When enabled, filters out empty strings before processing, avoiding API errors. Empty strings produce empty embeddings to maintain index alignment.

Check Embedding Context Length*

Check Embedding Context Length (Toggle, Optional): Validate text length before sending to API.

When enabled, checks if text exceeds the Embedding Context Length parameter and prevents sending oversized texts. Helps catch errors early with clear error messages.

Common Parameters

This node supports common parameters shared across workflow nodes, including Stream Output Response, Streaming Messages, and Logging Mode. For detailed information, see Common Parameters.

Best Practices

  • Deploy VLLM server on GPU-equipped infrastructure for optimal performance
  • Enable Use Self-Hosted Model for your own VLLM infrastructure; disable for centralized default configuration
  • Configure Chunk Size based on text length: larger chunks (100-500) for short texts, smaller chunks (10-50) for long texts
  • Enable Max Retries (3-5) for production workflows to handle transient network issues
  • Store VLLM API Base URL in workflow variables for easy switching between development, staging, and production servers
  • Monitor VLLM server resource usage (GPU memory, CPU, network) to identify bottlenecks
  • Use the same model for both document and query embeddings in search systems to ensure vector compatibility

Limitations

  • External server dependency: The node requires a running VLLM server. The workflow fails if the server is unreachable or not responding.
  • Model pre-loading required: Models must be loaded on the VLLM server before use.
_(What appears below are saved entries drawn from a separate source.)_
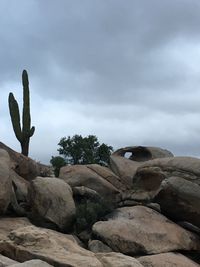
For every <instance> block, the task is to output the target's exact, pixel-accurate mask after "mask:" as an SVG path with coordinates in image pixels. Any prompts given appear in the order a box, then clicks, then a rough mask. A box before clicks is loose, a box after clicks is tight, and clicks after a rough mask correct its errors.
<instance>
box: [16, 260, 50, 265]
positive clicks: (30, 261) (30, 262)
mask: <svg viewBox="0 0 200 267" xmlns="http://www.w3.org/2000/svg"><path fill="white" fill-rule="evenodd" d="M11 267H53V265H50V264H48V263H46V262H44V261H41V260H30V261H25V262H23V263H16V264H13V265H11Z"/></svg>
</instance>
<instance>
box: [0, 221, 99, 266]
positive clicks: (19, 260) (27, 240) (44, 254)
mask: <svg viewBox="0 0 200 267" xmlns="http://www.w3.org/2000/svg"><path fill="white" fill-rule="evenodd" d="M8 236H9V239H8V238H7V240H4V241H3V242H0V253H2V254H3V255H5V256H7V257H9V258H12V259H15V260H17V261H28V260H32V259H41V260H43V261H45V262H48V263H49V264H51V265H53V266H60V267H65V266H91V267H102V265H101V263H100V262H99V261H98V260H97V259H96V257H95V255H94V253H92V252H90V251H88V250H86V249H83V248H81V247H80V246H79V245H78V244H77V242H76V240H75V239H74V238H73V236H70V235H66V234H61V233H58V232H56V231H53V230H50V229H42V228H39V227H35V226H27V227H21V228H18V229H16V230H13V231H12V232H11V233H10V234H9V235H8Z"/></svg>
The node does not load or manage models.
  • Text-only support: The node only supports text embeddings. Image embedding requests fail even though the node accepts multimodal input format.
  • OpenAI API compatibility required: The VLLM server must be configured with OpenAI-compatible API endpoint. Other API formats are not supported.
  • Network latency: Embedding performance depends on network latency between the workflow engine and VLLM server. Co-locate them when possible.
  • Dimension reduction support: The Dimensions parameter only works with models that implement dimension reduction.